Jewellery Quarter bar 1000 Trades will next week lift the covers on a mural “the formative historical moments that have helped shape the contemporary Brummie mind” – at least in the view of Jon Bounds, local historian and man behind the Paradise Circus blog.
Bounds, one of the authors of 101 Things Birmingham Gave the World, has selected a series of historical moments that contributed towards making Brummies think as they do today.
Local artist, Helen Miles, utilising pictures from Brumpic and local photographer Tim Cornbill, plus other historical and some more quirky representations of the city’s growth, has created a mural that illustrates the moments selected by Bounds.
The mural, which moves from the Doomsday Book right up to the present day, will be launched at 6.30pm on Thursday 15 September. This is part of a series of activities at 1000 Trades as part of Birmingham Heritage Week.

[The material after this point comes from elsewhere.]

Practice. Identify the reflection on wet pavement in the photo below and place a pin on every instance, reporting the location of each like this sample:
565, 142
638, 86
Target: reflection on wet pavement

“Working with Helen, Brumpic and Tim Cornbill to produce the mural has been really exciting, and even more exciting that I haven’t yet seen what they’ve made of the local icons I’ve selected. We might reflect only a small proportion of the multitude of things Birmingham has given the word, but so far 1000 Trades is living up to its name.”
Bounds will be speaking about the inspiration behind the mural at the event, which will also see the gallery space on the upper floor undergo a transformation with ‘New Heritage’, a collection of work by local artist Barbara Gibson, officially launched.
Barbara Gibson is a Photographer and Photo-Researcher whose work is generally concerned with Architecture and Urban Photography. While Gibson has photographed everywhere from Poland to Bolivia, her latest collection focuses on Birmingham. And is displayed as part of the Arts Wall at 1000 Trades, which is curated and managed by Tina Francis – founder of the JQ Open Studios Project.
1000 Trades will also mark Birmingham Heritage Week by hosting Diamonds & Pearls: A Music Tour through the Jewellery Quarter – a music-themed walking tour of the Jewellery Quarter.
Kicking off from 1000 Trades at 2pm on 11 September, it will be led by Jez Collins, founder of the Birmingham Music Archive – with over 20 years of experience as a social and cultural entrepreneur in the creative, and particularly music, industries in Birmingham.
This two-hour walk will reveal some of the hidden stories, spaces and places of Birmingham’s music history and heritage in the Jewellery Quarter, including Robert Plant and a young David Bowie – as well as notorious nightclub owners The Krays.
“The Jewellery Quarter is rightly world renowned for it’s high quality craftsmanship and products. And of course where you get factories and businesses you find pubs and clubs to cater to that workforce. What isn’t that well known about the JQ is the significant role it’s venues have played in Birmingham, and in some cases, the UK’s, popular music history. On this walk we’ll visit the site where a young David Bowie helped bring together one of the great Birmingham bands and where years later an infamous pitched battle broke out at a Cockney Rejects gig. We’ll take in the hedonistic house scene, the glamorous New Romantic’s and travel back to the 60s when a mobile pie shack was THE place to be seen”.